Copy .env.example to .env and set keys:

OPENAI_API_KEY=sk-...
# Optional:
# ANTHROPIC_API_KEY=
# AGENT_MODEL=openai/gpt-4o-mini
PORT=3000

Model strings use a provider prefix, for example:

  • openai/gpt-4o-mini — requires OPENAI_API_KEY
  • anthropic/claude-3-5-sonnet-20241022 — requires ANTHROPIC_API_KEY

If you omit the prefix (e.g. gpt-4o-mini), OpenAI is assumed and OPENAI_API_KEY is required.

In code, new SpreadsheetAgent({ model: 'gpt-4o-mini' }) and model: 'openai/gpt-4o-mini' are equivalent for OpenAI (the prefix only selects the provider).

Scripts

Command Description
npm run build Compile TypeScript to dist/
npm run dev Run the HTTP server with hot reload (tsx watch)
npm start Run compiled server (node dist/api/main.js)
npm run cli Interactive CLI
npm test Run all Vitest tests (no API key required)
npm run clean Remove the dist/ build output
npm run test:watch Vitest watch mode
npm run test:integration Live LLM query test (needs OPENAI_API_KEY)
npm run test:formula Schema unit tests only

npm publish runs prepack, which executes npm run build so dist/ is always included in the package tarball.

Usage (library)

import { SpreadsheetAgent } from './src/index.js'; // or from 'agentic-spreadsheet' when installed as a dependency
import * as path from 'node:path';

const agent = new SpreadsheetAgent({
  model: 'openai/gpt-4o-mini',
  maxRows: 10000,           // optional: trim each sheet to this many rows on load
  maxContextRows: 200,      // optional: rows sent to the LLM per request
});

const workbook = await agent.loadWorkbook(path.join('samples', 'sales-sample.csv'), 'csv');

const result = await agent.query(workbook, 'What is the total revenue?');
console.log(result.answer);
console.log(result.formula);

const formula = await agent.generateFormula(
  'Commission is 10% of sales if sales > 1000, else 5%',
  { columns: ['Sales'] }
);

const cleaned = await agent.transform(
  workbook,
  'Remove rows where Status equals Cancelled'
);
await agent.saveWorkbook(cleaned, 'output/cleaned.xlsx', 'xlsx');

Direct data access (no LLM)

const rows = agent.getRows(workbook); // first sheet; pass { sheetName: '…' } for others
const columns = agent.getColumns(workbook);
const filtered = agent.filterRows(workbook, (row) => Number(row['Revenue']) > 1000);

API surface

Method Purpose
loadWorkbook(path | Buffer, format?) Load a file or buffer.
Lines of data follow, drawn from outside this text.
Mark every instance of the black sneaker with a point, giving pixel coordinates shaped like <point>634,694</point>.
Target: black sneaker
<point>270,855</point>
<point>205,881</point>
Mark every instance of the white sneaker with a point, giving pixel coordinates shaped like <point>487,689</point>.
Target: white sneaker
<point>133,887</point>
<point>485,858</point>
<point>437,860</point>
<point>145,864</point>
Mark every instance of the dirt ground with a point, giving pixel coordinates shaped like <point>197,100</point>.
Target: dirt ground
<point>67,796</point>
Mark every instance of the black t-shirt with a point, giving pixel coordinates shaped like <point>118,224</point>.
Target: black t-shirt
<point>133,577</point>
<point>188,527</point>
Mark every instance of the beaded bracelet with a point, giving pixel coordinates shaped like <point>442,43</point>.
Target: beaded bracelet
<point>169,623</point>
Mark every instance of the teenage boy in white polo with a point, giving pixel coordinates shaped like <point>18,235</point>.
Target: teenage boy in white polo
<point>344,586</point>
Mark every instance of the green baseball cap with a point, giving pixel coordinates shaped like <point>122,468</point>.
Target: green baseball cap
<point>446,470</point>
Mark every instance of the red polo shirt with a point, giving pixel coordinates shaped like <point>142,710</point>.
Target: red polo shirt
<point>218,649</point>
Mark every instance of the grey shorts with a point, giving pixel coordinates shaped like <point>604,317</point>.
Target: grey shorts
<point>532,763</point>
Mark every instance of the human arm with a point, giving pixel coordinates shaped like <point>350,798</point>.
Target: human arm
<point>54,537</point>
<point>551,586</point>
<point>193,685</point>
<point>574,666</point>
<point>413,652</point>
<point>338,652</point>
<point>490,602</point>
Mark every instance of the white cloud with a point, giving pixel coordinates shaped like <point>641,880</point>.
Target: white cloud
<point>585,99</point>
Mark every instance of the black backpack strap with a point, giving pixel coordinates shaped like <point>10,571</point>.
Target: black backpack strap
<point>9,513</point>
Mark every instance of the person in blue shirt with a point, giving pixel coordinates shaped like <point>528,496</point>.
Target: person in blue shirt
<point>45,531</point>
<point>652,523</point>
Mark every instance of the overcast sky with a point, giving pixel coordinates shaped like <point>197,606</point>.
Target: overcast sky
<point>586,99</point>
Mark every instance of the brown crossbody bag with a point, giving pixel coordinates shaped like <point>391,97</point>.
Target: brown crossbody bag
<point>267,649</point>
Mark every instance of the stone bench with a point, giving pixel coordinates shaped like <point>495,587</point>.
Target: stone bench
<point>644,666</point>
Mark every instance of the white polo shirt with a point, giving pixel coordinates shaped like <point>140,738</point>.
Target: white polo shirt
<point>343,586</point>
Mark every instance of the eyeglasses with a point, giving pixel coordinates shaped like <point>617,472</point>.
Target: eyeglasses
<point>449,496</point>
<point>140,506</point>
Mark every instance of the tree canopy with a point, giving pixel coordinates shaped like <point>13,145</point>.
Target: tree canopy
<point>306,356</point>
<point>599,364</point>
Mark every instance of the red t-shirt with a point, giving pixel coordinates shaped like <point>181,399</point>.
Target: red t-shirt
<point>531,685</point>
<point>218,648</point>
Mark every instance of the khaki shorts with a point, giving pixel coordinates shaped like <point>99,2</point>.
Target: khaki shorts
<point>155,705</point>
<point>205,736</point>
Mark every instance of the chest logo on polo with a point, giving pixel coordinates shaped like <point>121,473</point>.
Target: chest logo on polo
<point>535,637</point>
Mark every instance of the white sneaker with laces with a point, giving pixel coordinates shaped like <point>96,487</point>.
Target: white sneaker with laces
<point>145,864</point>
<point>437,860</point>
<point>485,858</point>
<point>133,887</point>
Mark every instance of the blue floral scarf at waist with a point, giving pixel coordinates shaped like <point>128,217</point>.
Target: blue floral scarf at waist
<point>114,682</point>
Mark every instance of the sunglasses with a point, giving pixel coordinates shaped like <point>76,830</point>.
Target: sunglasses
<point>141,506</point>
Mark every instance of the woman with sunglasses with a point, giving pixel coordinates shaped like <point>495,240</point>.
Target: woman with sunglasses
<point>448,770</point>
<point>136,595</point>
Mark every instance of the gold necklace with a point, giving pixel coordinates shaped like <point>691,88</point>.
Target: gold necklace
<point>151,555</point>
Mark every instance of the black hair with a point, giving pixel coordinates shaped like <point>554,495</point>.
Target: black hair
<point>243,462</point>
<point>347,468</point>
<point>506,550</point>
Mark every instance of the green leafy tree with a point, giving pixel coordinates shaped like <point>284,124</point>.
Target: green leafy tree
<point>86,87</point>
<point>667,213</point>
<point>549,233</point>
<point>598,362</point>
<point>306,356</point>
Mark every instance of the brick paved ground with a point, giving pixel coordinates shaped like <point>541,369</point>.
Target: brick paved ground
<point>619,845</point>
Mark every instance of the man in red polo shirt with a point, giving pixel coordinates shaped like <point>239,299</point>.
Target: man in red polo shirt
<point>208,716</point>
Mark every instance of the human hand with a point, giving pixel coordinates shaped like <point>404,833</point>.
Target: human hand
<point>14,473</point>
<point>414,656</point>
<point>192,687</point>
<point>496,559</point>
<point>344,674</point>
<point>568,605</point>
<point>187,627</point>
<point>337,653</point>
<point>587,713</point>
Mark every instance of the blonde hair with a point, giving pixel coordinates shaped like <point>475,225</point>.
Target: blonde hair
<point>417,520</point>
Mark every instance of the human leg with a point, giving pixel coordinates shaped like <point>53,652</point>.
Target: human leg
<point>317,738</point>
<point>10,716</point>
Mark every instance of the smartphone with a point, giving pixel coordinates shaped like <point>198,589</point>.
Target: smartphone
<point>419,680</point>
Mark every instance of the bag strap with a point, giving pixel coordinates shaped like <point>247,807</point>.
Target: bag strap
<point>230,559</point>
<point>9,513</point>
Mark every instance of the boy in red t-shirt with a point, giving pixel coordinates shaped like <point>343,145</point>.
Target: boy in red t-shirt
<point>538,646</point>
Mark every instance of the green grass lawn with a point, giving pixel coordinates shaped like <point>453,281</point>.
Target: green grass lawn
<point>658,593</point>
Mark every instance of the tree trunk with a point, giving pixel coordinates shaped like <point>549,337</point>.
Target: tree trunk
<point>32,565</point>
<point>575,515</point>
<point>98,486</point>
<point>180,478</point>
For a Buffer, pass format unless it is XLSX (the default). Paths infer format from the extension.
saveWorkbook(workbook, path, format?) Save as XLSX or CSV. CSV writes the first sheet only (same limitation as typical Excel CSV export).
query(workbook, question, { sheetName? }) NL question → { answer, formula?, rows? }.
generateFormula(description, { columns? }) Single formula string.
transform(workbook, instruction, { sheetName? }) NL → structured actions → updated workbook.
explainFormula(formula, { columns? }) Text explanation.
getRows / getColumns / filterRows Non-LLM helpers.
detectFormatFromPath(path) Infer SheetFormat from a file path extension.
Type SheetFormat 'xlsx' | 'csv' | 'ods' | 'xls'

query, transform, generateFormula, and explainFormula reject empty or whitespace-only text inputs. For query and transform, sheetName is optional (defaults to the first sheet). Unknown sheet names throw an error listing available sheet names.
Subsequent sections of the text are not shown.